Frères, que le Seigneur vous donne,
entre vous et à l’égard de tous les
hommes, un amour de plus en plus
intense et débordant, comme celui que
nous avons pour vous. Et qu’ainsi il vous
établisse fermement dans une sainteté
sans reproche devant Dieu notre Père…
La voilà donc, cette route que Dieu
voudrait tant nous voir prendre, le voilà
dessiné, ce chemin sur lequel nous
devons marcher !!! Il s’appelle L’AMOUR;
L’amour POUR TOUS LES HOMMES,
précise Paul. Pas seulement pour ceux
qui nous ressemblent, ont notre couleur
de peau ou pensent comme nous !

Avant même cette lettre de Paul, qui
n’est qu’un rappel des multiples cris de
l’Évangile, Jésus, dans la scène du
jugement dernier, nous a bien précisé ce
que devait être ce amour : un amour
agissant ! Visiter le prisonnier, habiller
celui qui est nu, nourrir l’affamé, donner
un verre d’eau à l’assoiffé… Voilà ! Il
suffit de tendre la main vers l’autre, vers
tous les autres. Dieu est en chacun
d’eux.
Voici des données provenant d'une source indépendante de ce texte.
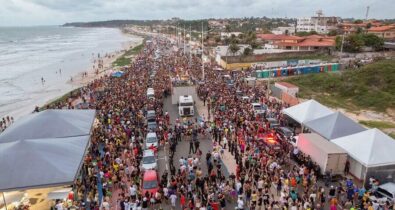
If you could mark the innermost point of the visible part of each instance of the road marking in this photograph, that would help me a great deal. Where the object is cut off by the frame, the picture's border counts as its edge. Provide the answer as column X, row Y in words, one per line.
column 167, row 164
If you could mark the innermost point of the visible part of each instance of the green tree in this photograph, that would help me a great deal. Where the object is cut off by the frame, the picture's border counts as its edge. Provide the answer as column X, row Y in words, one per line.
column 217, row 39
column 234, row 48
column 332, row 33
column 227, row 28
column 358, row 21
column 372, row 40
column 248, row 51
column 353, row 43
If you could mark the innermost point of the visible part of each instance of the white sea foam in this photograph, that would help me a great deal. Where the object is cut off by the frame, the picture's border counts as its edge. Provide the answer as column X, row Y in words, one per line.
column 27, row 54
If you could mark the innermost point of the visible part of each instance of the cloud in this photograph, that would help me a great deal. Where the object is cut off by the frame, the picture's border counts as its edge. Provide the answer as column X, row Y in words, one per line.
column 49, row 12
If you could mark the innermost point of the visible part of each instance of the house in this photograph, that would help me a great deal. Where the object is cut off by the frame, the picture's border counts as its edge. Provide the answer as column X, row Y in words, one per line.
column 320, row 24
column 351, row 28
column 387, row 32
column 229, row 34
column 288, row 30
column 296, row 43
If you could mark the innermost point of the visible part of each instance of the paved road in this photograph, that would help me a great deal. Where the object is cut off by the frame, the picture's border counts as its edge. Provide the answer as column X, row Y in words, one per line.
column 183, row 147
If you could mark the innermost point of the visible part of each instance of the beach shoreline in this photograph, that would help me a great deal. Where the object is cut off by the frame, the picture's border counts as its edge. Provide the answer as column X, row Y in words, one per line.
column 79, row 80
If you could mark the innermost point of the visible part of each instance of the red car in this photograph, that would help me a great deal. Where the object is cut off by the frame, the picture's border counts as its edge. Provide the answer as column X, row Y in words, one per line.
column 270, row 140
column 150, row 182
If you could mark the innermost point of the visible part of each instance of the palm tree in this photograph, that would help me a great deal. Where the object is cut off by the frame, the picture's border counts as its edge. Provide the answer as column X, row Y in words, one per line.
column 234, row 48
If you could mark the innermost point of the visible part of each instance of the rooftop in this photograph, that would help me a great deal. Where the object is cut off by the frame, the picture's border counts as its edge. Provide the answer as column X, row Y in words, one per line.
column 382, row 28
column 278, row 37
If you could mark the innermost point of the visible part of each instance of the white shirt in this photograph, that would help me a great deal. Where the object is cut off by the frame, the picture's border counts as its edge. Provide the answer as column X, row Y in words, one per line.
column 106, row 205
column 132, row 191
column 240, row 204
column 59, row 206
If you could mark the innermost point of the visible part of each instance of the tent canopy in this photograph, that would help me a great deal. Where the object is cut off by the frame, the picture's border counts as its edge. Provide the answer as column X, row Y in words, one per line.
column 50, row 124
column 320, row 142
column 41, row 162
column 370, row 147
column 334, row 125
column 306, row 111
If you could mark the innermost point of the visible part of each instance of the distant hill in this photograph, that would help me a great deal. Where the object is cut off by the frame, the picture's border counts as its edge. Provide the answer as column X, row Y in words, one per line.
column 113, row 23
column 370, row 87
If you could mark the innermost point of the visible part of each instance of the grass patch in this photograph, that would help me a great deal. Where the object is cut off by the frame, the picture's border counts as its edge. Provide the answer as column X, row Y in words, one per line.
column 125, row 59
column 377, row 124
column 371, row 87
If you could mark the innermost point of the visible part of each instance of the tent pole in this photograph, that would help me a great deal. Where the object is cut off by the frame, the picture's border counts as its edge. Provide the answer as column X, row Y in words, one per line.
column 5, row 203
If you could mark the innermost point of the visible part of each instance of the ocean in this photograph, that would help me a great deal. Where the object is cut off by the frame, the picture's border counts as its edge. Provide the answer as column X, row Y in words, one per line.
column 28, row 54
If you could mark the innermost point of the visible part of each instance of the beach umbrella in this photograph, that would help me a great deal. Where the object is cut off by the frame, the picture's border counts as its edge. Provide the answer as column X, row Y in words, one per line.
column 117, row 74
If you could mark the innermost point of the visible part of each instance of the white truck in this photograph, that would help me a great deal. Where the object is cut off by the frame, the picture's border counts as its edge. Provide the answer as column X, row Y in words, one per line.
column 185, row 106
column 326, row 154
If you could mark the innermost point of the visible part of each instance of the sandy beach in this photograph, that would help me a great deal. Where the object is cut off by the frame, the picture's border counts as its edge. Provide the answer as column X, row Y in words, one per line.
column 92, row 74
column 68, row 73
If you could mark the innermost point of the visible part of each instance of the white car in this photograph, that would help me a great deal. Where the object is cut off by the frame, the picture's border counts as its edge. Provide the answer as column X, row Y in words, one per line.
column 258, row 108
column 149, row 160
column 151, row 139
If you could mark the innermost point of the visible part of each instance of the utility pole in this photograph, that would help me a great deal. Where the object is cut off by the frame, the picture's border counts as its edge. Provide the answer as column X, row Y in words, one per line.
column 202, row 53
column 184, row 39
column 190, row 38
column 341, row 47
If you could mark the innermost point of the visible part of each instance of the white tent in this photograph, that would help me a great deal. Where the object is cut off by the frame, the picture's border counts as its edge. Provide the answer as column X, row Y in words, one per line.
column 334, row 125
column 306, row 111
column 367, row 150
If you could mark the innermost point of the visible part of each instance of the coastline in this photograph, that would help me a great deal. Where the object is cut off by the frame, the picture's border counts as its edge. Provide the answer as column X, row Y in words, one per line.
column 67, row 87
column 80, row 80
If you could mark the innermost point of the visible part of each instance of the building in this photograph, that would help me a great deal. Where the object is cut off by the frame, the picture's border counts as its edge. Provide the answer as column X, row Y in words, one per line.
column 289, row 30
column 352, row 28
column 387, row 32
column 296, row 43
column 319, row 23
column 229, row 34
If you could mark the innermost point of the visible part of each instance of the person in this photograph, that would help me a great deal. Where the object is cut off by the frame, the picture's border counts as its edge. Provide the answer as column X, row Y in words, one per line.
column 59, row 205
column 173, row 199
column 240, row 203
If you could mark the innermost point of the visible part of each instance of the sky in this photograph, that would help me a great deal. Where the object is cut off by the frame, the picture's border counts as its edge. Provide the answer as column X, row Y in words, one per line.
column 57, row 12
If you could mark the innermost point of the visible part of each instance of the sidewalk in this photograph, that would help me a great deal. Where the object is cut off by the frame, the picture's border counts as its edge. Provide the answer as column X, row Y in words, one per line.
column 228, row 159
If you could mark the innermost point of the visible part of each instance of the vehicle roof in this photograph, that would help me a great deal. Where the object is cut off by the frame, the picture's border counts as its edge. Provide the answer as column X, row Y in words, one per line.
column 148, row 152
column 285, row 128
column 150, row 175
column 389, row 187
column 151, row 134
column 187, row 98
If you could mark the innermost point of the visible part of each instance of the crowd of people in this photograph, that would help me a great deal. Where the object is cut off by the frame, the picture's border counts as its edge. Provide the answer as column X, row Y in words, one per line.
column 6, row 122
column 266, row 177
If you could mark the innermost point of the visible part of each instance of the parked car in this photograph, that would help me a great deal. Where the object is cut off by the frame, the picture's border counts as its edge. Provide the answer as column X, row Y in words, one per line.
column 385, row 192
column 258, row 108
column 149, row 160
column 273, row 123
column 150, row 182
column 285, row 133
column 151, row 139
column 269, row 140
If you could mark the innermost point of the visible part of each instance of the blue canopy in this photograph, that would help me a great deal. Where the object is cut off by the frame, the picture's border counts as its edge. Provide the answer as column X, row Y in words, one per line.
column 118, row 74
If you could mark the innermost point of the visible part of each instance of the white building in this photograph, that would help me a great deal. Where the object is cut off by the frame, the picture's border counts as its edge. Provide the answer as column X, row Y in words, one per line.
column 319, row 23
column 289, row 30
column 229, row 34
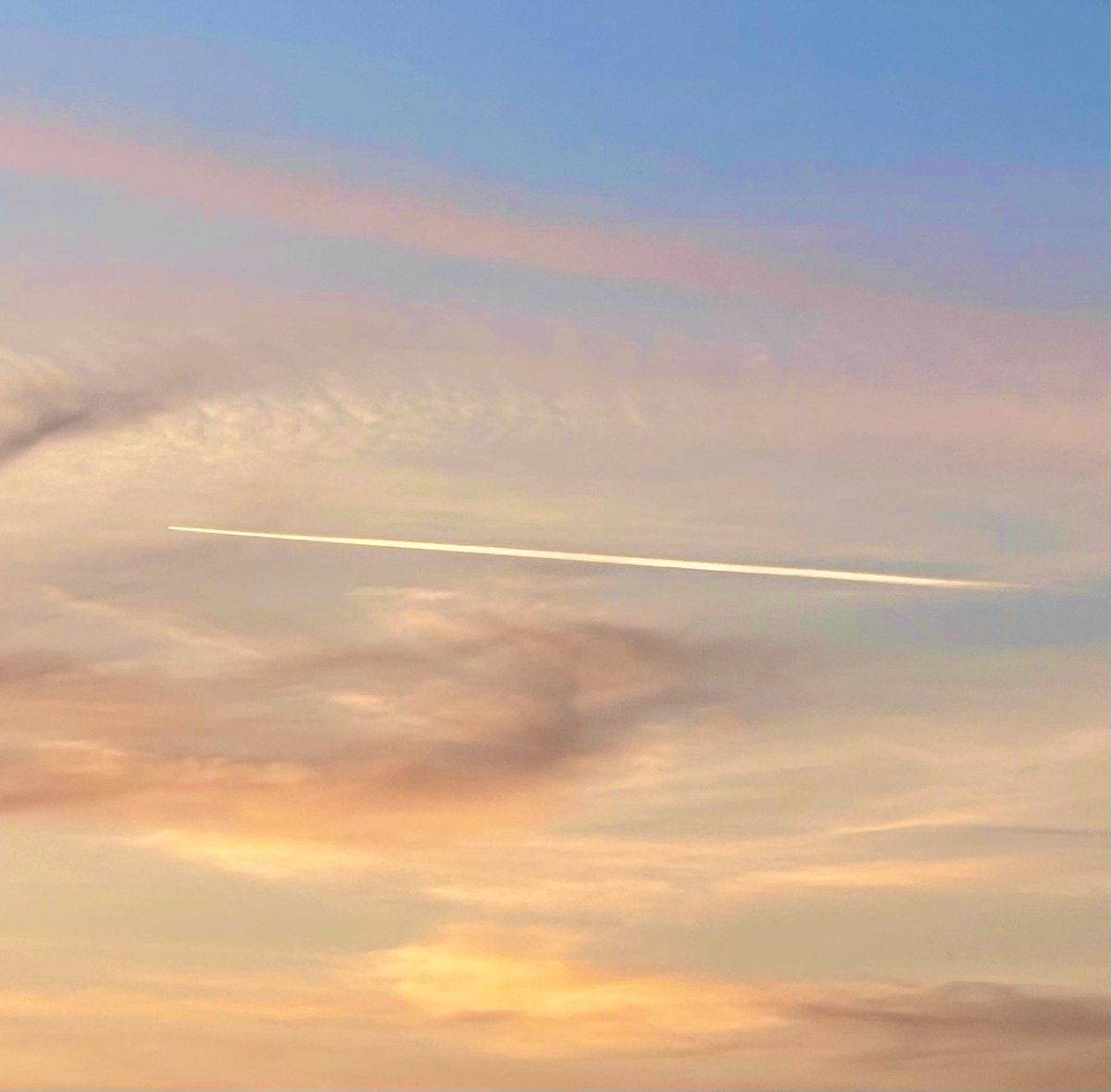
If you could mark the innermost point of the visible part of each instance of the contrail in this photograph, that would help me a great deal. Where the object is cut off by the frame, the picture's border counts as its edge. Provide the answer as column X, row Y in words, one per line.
column 605, row 559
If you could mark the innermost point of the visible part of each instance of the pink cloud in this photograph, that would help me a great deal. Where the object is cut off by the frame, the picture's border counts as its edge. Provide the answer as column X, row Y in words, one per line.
column 319, row 205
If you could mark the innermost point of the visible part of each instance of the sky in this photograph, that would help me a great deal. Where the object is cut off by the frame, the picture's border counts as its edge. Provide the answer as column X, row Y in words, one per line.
column 792, row 284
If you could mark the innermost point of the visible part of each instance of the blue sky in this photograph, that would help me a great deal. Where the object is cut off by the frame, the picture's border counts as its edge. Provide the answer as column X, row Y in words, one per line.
column 955, row 143
column 772, row 283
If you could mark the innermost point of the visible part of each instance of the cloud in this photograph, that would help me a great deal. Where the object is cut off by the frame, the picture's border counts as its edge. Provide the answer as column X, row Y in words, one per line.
column 534, row 994
column 459, row 714
column 525, row 993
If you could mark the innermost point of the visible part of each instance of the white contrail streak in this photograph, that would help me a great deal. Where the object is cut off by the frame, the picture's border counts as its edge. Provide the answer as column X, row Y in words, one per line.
column 605, row 559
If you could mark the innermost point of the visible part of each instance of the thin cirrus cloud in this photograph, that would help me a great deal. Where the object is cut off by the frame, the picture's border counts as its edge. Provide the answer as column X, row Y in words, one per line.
column 304, row 201
column 533, row 993
column 468, row 716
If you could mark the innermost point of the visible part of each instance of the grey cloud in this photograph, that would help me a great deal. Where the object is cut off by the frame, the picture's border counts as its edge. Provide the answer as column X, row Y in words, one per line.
column 460, row 708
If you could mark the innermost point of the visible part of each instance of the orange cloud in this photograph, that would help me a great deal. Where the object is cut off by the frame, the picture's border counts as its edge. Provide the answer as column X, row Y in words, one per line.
column 532, row 994
column 466, row 716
Je préciserai d’ailleurs, même si
ce n’est pas dans les textes du jour, que
Dieu est aussi en chacun de nous, c’est
logique, non ? Alors, si nous voulons
aimer les autres en vérité, nous devons
commencer par nous aimer nousmêmes !

Le texte de l’Evangile, lui, nous parle
de la fin du monde. et de ces terribles
signes avant-coureurs : fracas de la
mer et des tempêtes, puissances des
cieux ébranlées… Devons-nous avoir
peur ? Luc nous rapporte ces paroles
de Jésus : quand ces événements
commenceront, redressez-vous et
relevez la tête, car votre rédemption
approche.
Mais, comme toujours, nous devons y
mettre de la bonne volonté, voire de la
volonté tout court ! Jésus nous dit en
effet ensuite : Restez éveillés et priez
en tout temps : ainsi vous serez jugés
dignes d’échapper à tout ce qui doit
arriver, et de paraître debout devant le
Fils de l’Homme.

Donc, en conclusion, tout paraît
simple : il nous faut prier et aimer.

Je pense d’ailleurs que la prière, sous
quelque forme que ce soit, et une
émanation de l’amour ! On prie pour
louer Dieu, on prie pour lui présenter
les besoins de ceux que nous
connaissons, on prie en toute
confiance pour lui présenter nos
besoins personnels, parfois… On crie
vers lui, on lui demande, on le
supplie… Si nous ne l’aimions pas, si
nous n’avions pas en lui cette
confiance inébranlable, nous ne
ferions rien de tout cela !!!

En pratique, ce n’est peut-être
pas si simple. Je me dis bien que
offrir mon travail, ou même offrir
ma joie, c’est une forme de
prière. Mais cela est-il suffisant
pour répondre à l’injonction du
Christ : priez en tout temps ?
Je crois de même que aimer en
actes mon prochain est aussi une
prière…
A moi donc de réfléchir sur ces
deux pôles
et
d’agir
en
conséquence, sans perdre de
vue l’amour que Dieu a pour
chacune de ses créatures, donc
pour moi aussi !!!

Je veux revenir aussi sur cette fin
du monde, que l’on nous promet
périodiquement : c’était pour l’an
1000, bien évidemment ! Et puis, il
ne s’est rien passé… Qu’à cela ne
tienne ! Ce sera pour l’an 2 000. Et
bien non ! L’an 2 000 est passé, et
le monde est toujours là.
Ah oui ! il y a eu des erreurs ! c’est
pour l’an 2 012, nous promettent
les médias.
Matthieu nous rapporte aussi, et à
peu près dans les mêmes termes,
les paroles de Jésus concernant la
fin du monde.

Mais il nous rapporte aussi la précision
que donne Jésus :

Mais, ce jour et cette heure, nul ne les
connaît, ni les anges des cieux, ni le
Fils, personne, si non le Père, et lui
seul.
Les Évangélistes rapportent que Jésus
a dit :
Cette génération ne passera pas que
ces choses-là n’arrivent.
En fait, deux événements se sont
télescopés dans les récits des apôtres :
la ruine du Temple et la fin du monde.
Et les Exégètes ont toujours un peu de
mal à débrouiller les deux.
Alors, vous pensez moi !!!

Ce qui est certain, c’est que Jésus
est formel : nul ne connaît le jour et
l’heure.
Arrêtons donc les spéculations, et
vivons chaque jour avec confiance,
dans la prière et dans l’amour.
Et nous pourrons paraître debout
devant Dieu…

Photos de sources diverses
Texte : Jacky
Musique : Les Moines de Solesmes : Pavana en ré mineur

Diaporama de Jacky Questel, ambassadrice de la Paix
[email protected]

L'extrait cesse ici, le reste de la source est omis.